Dr Nikki Turner, director of the Immunisation Advisory Centre at the University of Auckland, said the anti-vaccine movement ramped up their activity, particularly on social media.
“Anti-vaxxers arrive in big numbers when there’s concerns and lack of trust and the core of the problem that is happening in Samoa is lack of trust, lack of trust in vaccines in health service delivery,” Dr Nikki Turner told SBS News.
In June, leading anti-vaccine activist Robert F. Kennedy Jr, the nephew of US President John F. Kennedy, visited Samoa.
In social media posts, Mr Kennedy Jr, who believes vaccines cause autism, questioned how many more babies in Samoa had received the vaccine on the same day as the two babies who later died.
He did not update the post when two nurses were charged with manslaughter over the improper administration of the vaccines.
Australian-Samoan blogger Taylor Winterstein, the wife of former rugby player Frank Winterstein cancelled a planned anti-vaccination tour to be held in Samoa in June.
Samoa’s Ministry of Health Director-General Take Naseri described the $200-per-head seminar called “Making Informed Choices” as a “public health threat”.
She still went ahead with her visit to Samoa where she met Mr Kennedy Jr.
Ms Winterstein posted a photo on Instagram of the two of them together in Samoa with the caption: “I am deeply honoured to have been in the presence of a man I believe is, can and will change the course of history.”
Even as the death toll rises anti-vaxxers appear undeterred, slamming the government’s compulsory vaccination program and rallying supporters to send vitamin A to combat the disease.
Ms Winterstein compared the mass vaccination campaign to Nazi Germany in social media posts which she later amended to remove the reference and continues to recommend vitamin A as treatment.
Dr Turner said vitamin A can be used as part of treatment but is no cure.
“The concern is the myth that if you use high dose vitamin A, high dose vitamin C, high dose zinc, go swimming in the ocean, these things are going to cure measles, they do not,” she said.

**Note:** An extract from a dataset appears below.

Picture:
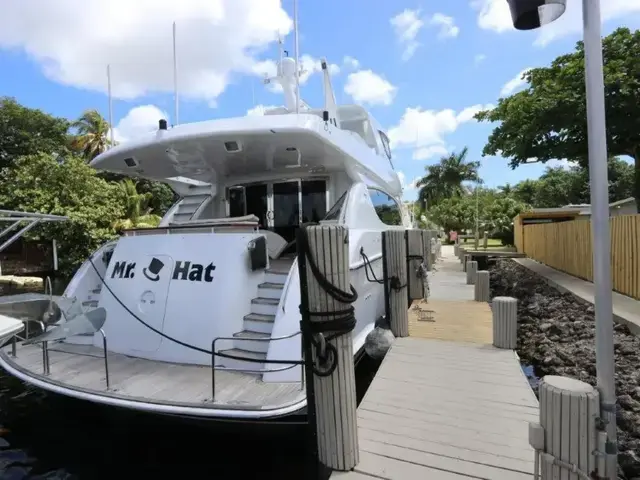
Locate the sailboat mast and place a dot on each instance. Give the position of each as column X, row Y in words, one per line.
column 175, row 76
column 110, row 106
column 296, row 53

While Samoa focuses on trying to contain the deadly outbreak, Dr Hotez said the role of anti-vaccine advocates needs to be properly examined.
“Once that settles there’s going to be a need either for a commission or a thorough investigation to really uncover how the anti-vaccine lobby might have helped to generate this epidemic,” Professor Hotez said.

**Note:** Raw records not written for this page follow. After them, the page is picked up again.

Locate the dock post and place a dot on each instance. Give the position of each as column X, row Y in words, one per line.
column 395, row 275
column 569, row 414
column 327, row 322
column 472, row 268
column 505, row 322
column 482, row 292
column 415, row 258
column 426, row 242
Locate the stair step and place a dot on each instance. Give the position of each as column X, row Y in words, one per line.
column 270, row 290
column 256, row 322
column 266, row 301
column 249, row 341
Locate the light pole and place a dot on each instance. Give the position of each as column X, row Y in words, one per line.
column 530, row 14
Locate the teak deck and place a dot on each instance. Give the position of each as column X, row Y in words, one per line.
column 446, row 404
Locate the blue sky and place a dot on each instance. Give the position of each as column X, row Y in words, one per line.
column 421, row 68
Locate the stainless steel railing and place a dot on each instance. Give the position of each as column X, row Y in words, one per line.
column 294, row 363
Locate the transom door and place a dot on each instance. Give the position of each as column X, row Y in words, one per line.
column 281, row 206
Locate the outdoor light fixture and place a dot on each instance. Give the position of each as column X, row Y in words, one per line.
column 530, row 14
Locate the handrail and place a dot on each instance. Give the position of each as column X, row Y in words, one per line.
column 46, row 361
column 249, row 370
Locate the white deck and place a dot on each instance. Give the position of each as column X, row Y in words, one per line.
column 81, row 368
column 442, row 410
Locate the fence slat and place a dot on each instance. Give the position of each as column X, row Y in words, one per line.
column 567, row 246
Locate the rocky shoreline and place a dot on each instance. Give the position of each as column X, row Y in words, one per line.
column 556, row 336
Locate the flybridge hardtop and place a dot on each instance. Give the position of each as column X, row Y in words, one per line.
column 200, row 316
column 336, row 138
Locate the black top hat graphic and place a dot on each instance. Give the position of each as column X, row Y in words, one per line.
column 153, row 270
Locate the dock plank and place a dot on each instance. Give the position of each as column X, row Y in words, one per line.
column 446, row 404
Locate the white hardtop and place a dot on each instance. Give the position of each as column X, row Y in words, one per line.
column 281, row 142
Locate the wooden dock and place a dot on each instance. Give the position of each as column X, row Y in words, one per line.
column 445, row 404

Professor Hotez, who has written a book Vaccines Did Not Cause Rachel’s Autism, said the anti-vaccine movement had also zeroed in on the Somali immigrant population in the US and the orthodox Jewish community in Brooklyn.
He said not enough has been done to counter what some consider a fringe element, largely confined to the US and Europe, despite it amassing a huge social media presence which has enabled it to expand far beyond.
“The usual public health leaders were either unable or unwilling to respond to it so it left a vacuum there and no one was really standing up to this anti-vaccine lobby which is now largely running unopposed and I thought here I am a vaccine scientist and a paediatrician and the parent of an adult daughter with autism and I thought if I don’t do it who will?" he said.
“This has been put me front and centre of combating an anti-vaccine movement and I’ve been able to witness first hand the aggression and the extent of this movement and it’s very frightening.”
Dr Turner said public health authorities need to find positive strategies to counter the myth without reinforcing it.
“What we do know is people remember the myth, not the detraction of the myth so every time we mention a myth you tend to find that’s what gets embedded in the community.”
She said it shouldn’t take a tragedy like what is occurring in Samoa to change people’s attitudes.
“It’s always tricky with vaccines because you’re selling the absence of disease so you don’t want the disease to return for people to be convinced they need the vaccine," she said.
“So this will make a difference to the Samoan community, they are out there getting lots of people vaccinated right now, but the importance for Samoa is the community genuinely restoring their trust and faith that can be delivered effective safe vaccines and when they go to hospital they get good treatment.”